An anonymous reader quotes a report from Ars Technica: Skirting the official macOS system requirements to run new versions of the software on old, unsupported Macs has a rich history. Tools like XPostFacto and LeopardAssist could help old PowerPC Macs run newer versions of Mac OS X, a tradition kept alive in the modern era by dosdude1’s patchers for Sierra, High Sierra, Mojave, and Catalina. For Big Sur and Monterey, the OpenCore Legacy Patcher (OCLP for short) is the best way to get new macOS versions running on old Macs. It’s an offshoot of the OpenCore Hackintosh bootloader, and it’s updated fairly frequently with new features and fixes and compatibility for newer macOS versions. The OCLP developers have admitted that macOS Ventura support will be tough, but they’ve made progress in some crucial areas that should keep some older Macs kicking for a little bit longer.
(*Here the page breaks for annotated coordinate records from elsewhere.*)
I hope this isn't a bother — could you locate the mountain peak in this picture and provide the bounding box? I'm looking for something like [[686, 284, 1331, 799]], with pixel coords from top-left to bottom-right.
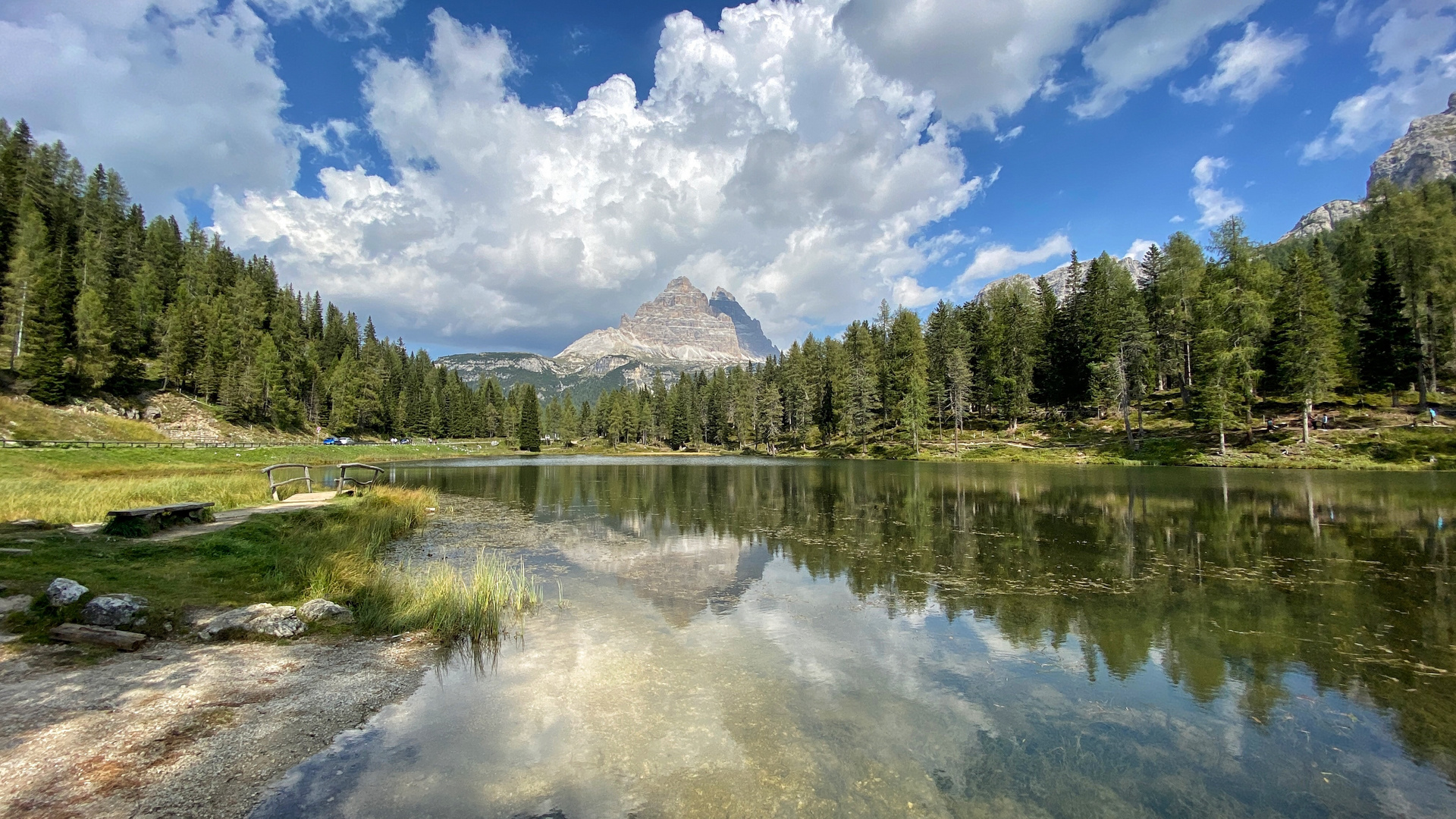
[[559, 275, 777, 364], [1367, 93, 1456, 190]]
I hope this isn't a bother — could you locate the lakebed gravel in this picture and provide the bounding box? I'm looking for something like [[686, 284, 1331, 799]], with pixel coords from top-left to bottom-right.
[[0, 634, 435, 819]]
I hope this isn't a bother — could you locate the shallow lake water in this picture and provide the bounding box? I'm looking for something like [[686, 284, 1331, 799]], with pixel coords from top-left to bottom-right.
[[253, 457, 1456, 819]]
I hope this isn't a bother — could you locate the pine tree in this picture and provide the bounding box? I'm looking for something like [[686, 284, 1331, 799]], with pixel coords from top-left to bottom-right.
[[516, 383, 541, 452], [1358, 248, 1420, 406], [1272, 251, 1339, 443], [5, 204, 55, 370], [945, 347, 971, 452]]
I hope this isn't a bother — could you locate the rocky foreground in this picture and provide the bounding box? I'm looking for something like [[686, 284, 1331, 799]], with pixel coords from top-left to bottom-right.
[[0, 635, 431, 819]]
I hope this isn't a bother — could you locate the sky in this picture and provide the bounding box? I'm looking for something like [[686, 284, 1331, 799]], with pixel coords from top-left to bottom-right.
[[0, 0, 1456, 356]]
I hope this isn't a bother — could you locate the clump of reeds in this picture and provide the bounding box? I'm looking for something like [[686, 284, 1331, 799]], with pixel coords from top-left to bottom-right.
[[356, 549, 541, 642]]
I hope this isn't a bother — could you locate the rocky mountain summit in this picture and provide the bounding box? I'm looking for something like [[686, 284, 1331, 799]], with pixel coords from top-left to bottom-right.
[[440, 277, 779, 400], [1279, 199, 1367, 242], [1280, 93, 1456, 242], [556, 275, 777, 364], [1366, 93, 1456, 193]]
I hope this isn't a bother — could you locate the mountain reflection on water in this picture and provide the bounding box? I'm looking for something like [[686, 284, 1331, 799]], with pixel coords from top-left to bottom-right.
[[256, 459, 1456, 817]]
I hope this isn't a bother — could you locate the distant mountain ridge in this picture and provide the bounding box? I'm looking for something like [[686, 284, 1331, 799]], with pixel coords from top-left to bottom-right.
[[440, 277, 779, 400], [1280, 93, 1456, 242], [556, 275, 779, 364]]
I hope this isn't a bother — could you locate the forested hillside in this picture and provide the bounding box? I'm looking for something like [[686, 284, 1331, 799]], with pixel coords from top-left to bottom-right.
[[0, 120, 532, 438], [543, 179, 1456, 450], [0, 113, 1456, 449]]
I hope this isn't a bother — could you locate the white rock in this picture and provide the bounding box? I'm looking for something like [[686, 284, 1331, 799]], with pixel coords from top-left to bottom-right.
[[196, 604, 307, 640], [299, 598, 354, 623], [0, 595, 33, 617], [82, 595, 147, 626], [46, 577, 90, 607]]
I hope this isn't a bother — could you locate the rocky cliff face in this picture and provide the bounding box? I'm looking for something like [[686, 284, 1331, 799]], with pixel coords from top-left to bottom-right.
[[1366, 93, 1456, 191], [708, 287, 779, 362], [440, 278, 779, 400], [556, 277, 776, 364], [1280, 93, 1456, 242], [1279, 199, 1366, 242]]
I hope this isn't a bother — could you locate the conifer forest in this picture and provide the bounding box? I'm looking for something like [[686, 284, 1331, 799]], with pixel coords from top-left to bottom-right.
[[0, 121, 1456, 450]]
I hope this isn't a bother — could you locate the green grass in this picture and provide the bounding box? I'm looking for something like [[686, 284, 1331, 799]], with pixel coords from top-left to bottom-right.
[[0, 487, 540, 640], [0, 444, 482, 523], [0, 395, 168, 441], [356, 551, 541, 642]]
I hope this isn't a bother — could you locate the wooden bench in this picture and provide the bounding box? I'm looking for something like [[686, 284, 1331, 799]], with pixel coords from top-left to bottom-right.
[[102, 501, 214, 538], [262, 463, 313, 501], [339, 463, 384, 494]]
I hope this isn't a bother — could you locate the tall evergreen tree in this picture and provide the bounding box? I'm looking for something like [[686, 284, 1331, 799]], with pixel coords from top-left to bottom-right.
[[516, 384, 541, 452], [1272, 251, 1339, 443], [1357, 248, 1420, 406]]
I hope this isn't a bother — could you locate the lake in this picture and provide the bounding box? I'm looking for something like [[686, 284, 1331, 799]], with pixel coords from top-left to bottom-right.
[[253, 457, 1456, 819]]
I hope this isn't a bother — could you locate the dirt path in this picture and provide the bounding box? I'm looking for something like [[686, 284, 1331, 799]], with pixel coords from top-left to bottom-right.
[[0, 637, 431, 819]]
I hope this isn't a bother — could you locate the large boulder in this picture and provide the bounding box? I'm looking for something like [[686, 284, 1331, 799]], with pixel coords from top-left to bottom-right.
[[196, 604, 309, 640], [82, 595, 147, 626], [299, 598, 354, 623], [46, 577, 90, 607]]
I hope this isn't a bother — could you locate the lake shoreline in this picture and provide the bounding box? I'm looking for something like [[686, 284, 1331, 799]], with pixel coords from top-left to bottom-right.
[[0, 634, 434, 819]]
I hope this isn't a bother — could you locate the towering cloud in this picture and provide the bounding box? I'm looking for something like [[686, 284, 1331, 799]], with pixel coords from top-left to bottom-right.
[[214, 0, 981, 348]]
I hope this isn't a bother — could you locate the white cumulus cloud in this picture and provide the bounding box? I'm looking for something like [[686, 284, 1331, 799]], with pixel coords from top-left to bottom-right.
[[956, 233, 1072, 293], [1188, 156, 1244, 228], [0, 0, 299, 213], [212, 0, 981, 353], [837, 0, 1122, 130], [1072, 0, 1264, 118], [1181, 24, 1309, 103], [1303, 0, 1456, 162]]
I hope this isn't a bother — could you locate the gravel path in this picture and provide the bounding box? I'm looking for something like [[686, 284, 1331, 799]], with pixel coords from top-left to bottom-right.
[[0, 635, 431, 819]]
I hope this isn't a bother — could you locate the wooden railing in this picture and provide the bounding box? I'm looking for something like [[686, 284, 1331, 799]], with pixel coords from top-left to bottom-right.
[[262, 463, 313, 501]]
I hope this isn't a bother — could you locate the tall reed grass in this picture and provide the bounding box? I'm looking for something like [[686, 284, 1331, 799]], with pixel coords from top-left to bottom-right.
[[280, 487, 541, 642], [355, 549, 541, 642]]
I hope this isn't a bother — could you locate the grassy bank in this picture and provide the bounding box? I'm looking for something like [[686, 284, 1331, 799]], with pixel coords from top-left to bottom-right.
[[0, 395, 168, 441], [0, 443, 482, 523], [0, 487, 540, 640]]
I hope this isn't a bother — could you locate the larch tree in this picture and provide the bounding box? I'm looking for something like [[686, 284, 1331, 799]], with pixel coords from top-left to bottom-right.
[[1357, 248, 1420, 406], [516, 384, 541, 452], [1272, 251, 1339, 444]]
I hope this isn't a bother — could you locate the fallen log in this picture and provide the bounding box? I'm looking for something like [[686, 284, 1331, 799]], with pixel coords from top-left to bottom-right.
[[51, 623, 147, 651]]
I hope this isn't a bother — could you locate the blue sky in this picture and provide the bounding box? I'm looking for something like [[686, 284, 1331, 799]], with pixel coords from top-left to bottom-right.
[[0, 0, 1456, 354]]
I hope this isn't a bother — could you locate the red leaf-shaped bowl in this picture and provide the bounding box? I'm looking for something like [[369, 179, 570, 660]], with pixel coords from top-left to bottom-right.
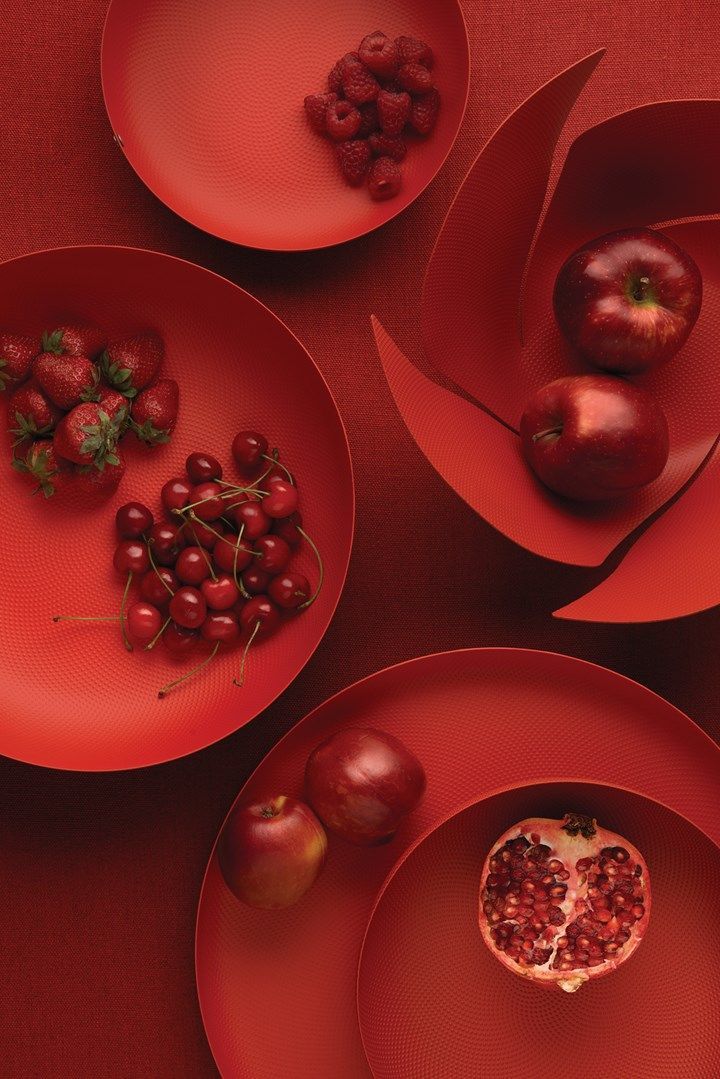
[[375, 52, 720, 622]]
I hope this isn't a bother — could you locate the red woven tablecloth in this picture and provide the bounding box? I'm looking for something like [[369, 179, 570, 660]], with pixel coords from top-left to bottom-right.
[[0, 0, 720, 1079]]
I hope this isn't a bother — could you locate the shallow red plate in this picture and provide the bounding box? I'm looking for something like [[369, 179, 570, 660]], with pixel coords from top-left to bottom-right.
[[0, 247, 354, 769], [103, 0, 470, 250], [195, 648, 720, 1079], [357, 783, 720, 1079]]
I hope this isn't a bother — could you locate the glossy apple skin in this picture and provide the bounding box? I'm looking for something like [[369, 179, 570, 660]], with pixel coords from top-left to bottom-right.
[[218, 795, 327, 910], [553, 229, 703, 374], [520, 374, 669, 502], [305, 727, 425, 846]]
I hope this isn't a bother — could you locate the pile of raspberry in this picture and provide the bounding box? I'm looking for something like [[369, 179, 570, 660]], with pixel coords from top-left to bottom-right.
[[304, 30, 440, 200]]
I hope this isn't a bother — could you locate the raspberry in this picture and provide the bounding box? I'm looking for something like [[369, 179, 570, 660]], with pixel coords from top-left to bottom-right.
[[305, 94, 338, 135], [368, 132, 407, 161], [341, 53, 380, 105], [395, 38, 435, 70], [325, 101, 361, 142], [367, 158, 403, 202], [357, 30, 399, 79], [336, 138, 372, 188], [397, 63, 435, 94], [378, 90, 412, 135], [410, 90, 440, 135]]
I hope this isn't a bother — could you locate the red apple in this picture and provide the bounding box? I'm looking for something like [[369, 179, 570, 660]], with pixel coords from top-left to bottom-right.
[[553, 229, 703, 374], [218, 794, 327, 910], [520, 374, 668, 502], [305, 727, 425, 846]]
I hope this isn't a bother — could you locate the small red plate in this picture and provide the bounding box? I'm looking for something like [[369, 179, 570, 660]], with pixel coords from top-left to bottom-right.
[[103, 0, 470, 251], [195, 648, 720, 1079], [0, 247, 354, 770], [357, 783, 720, 1079]]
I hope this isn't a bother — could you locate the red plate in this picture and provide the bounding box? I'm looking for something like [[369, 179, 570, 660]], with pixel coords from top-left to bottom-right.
[[195, 648, 720, 1079], [103, 0, 470, 250], [0, 247, 354, 769], [357, 783, 720, 1079]]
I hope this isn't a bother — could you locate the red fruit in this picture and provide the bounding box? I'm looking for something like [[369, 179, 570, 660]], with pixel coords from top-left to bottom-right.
[[218, 795, 327, 910], [131, 379, 180, 446], [32, 352, 100, 410], [378, 90, 412, 135], [305, 727, 425, 846], [336, 139, 372, 188], [0, 333, 38, 392], [357, 30, 400, 79], [342, 53, 380, 105], [395, 37, 435, 71], [479, 814, 651, 993], [368, 132, 407, 161], [42, 324, 108, 359], [410, 90, 440, 135], [100, 333, 164, 398], [397, 63, 435, 94], [305, 93, 338, 135], [325, 101, 362, 142], [367, 158, 403, 202], [55, 402, 120, 472]]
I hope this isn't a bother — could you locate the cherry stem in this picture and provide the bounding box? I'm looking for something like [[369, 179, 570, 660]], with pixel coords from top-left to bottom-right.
[[158, 641, 220, 700], [232, 618, 260, 689]]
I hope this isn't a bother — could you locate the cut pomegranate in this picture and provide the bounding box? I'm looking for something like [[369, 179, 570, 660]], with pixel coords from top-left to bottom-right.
[[479, 814, 651, 993]]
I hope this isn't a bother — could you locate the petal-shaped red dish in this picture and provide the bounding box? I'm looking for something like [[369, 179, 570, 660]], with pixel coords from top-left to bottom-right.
[[357, 783, 720, 1079], [195, 648, 720, 1079], [103, 0, 470, 250], [0, 247, 354, 770]]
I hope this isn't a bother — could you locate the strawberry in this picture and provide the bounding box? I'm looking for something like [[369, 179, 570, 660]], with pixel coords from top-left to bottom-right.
[[55, 401, 120, 472], [131, 379, 180, 446], [32, 352, 100, 411], [0, 333, 38, 392], [100, 333, 163, 398], [42, 324, 108, 359]]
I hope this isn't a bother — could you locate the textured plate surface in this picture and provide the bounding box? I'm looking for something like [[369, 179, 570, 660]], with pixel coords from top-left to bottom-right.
[[195, 648, 720, 1079], [0, 247, 354, 769], [357, 783, 720, 1079], [103, 0, 470, 250]]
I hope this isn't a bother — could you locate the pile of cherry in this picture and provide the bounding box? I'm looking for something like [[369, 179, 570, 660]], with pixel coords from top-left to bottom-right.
[[304, 30, 440, 200], [54, 431, 323, 697]]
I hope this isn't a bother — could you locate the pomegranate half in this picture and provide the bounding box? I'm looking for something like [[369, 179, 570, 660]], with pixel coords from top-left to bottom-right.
[[479, 814, 651, 993]]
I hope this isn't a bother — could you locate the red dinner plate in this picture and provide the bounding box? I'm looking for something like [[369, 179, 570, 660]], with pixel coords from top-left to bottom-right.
[[357, 783, 720, 1079], [103, 0, 470, 250], [195, 648, 720, 1079], [0, 247, 354, 769]]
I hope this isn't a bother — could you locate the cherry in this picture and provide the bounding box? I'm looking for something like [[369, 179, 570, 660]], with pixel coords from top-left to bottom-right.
[[190, 480, 225, 521], [112, 540, 150, 576], [148, 522, 185, 565], [234, 502, 272, 540], [232, 431, 268, 476], [185, 453, 222, 483], [262, 479, 298, 518], [255, 535, 291, 576], [175, 547, 210, 585], [140, 568, 179, 607], [169, 586, 207, 629], [200, 573, 240, 611], [268, 572, 311, 610], [116, 502, 154, 540], [200, 611, 240, 644], [127, 601, 163, 644], [160, 476, 192, 514]]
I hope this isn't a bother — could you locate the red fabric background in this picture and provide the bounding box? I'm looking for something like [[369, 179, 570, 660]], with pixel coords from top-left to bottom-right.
[[0, 0, 720, 1079]]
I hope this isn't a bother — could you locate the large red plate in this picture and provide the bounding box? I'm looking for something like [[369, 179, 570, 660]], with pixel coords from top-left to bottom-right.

[…] First, while macOS doesn’t technically include system files for pre-AVX2 Intel CPUs, Apple’s Rosetta 2 software does still include those files, since Rosetta 2 emulates the capabilities of a pre-AVX2 x86 CPU. By extracting and installing those files in Ventura, you can re-enable support on Ivy Bridge and older CPUs without AVX2 instructions. And this week, Grymalyuk showed off another breakthrough: working graphics support on old Metal-capable Macs, including machines as old as the 2014 5K iMac, the 2012 Mac mini, and even the 2008 cheese grater-style Mac Pro tower. The OCLP team still has other challenges to surmount, not least of which will involve automating all of these hacks so that users without a deep technical understanding of macOS’s underpinnings can continue to set up and use the bootloader. Grymalyuk still won’t speculate about a timeframe for official Ventura support in OCLP. But given the progress that has been made so far, it seems likely that people with 2012-and-newer Macs should still be able to run Ventura on their Macs without giving up graphics acceleration or other important features.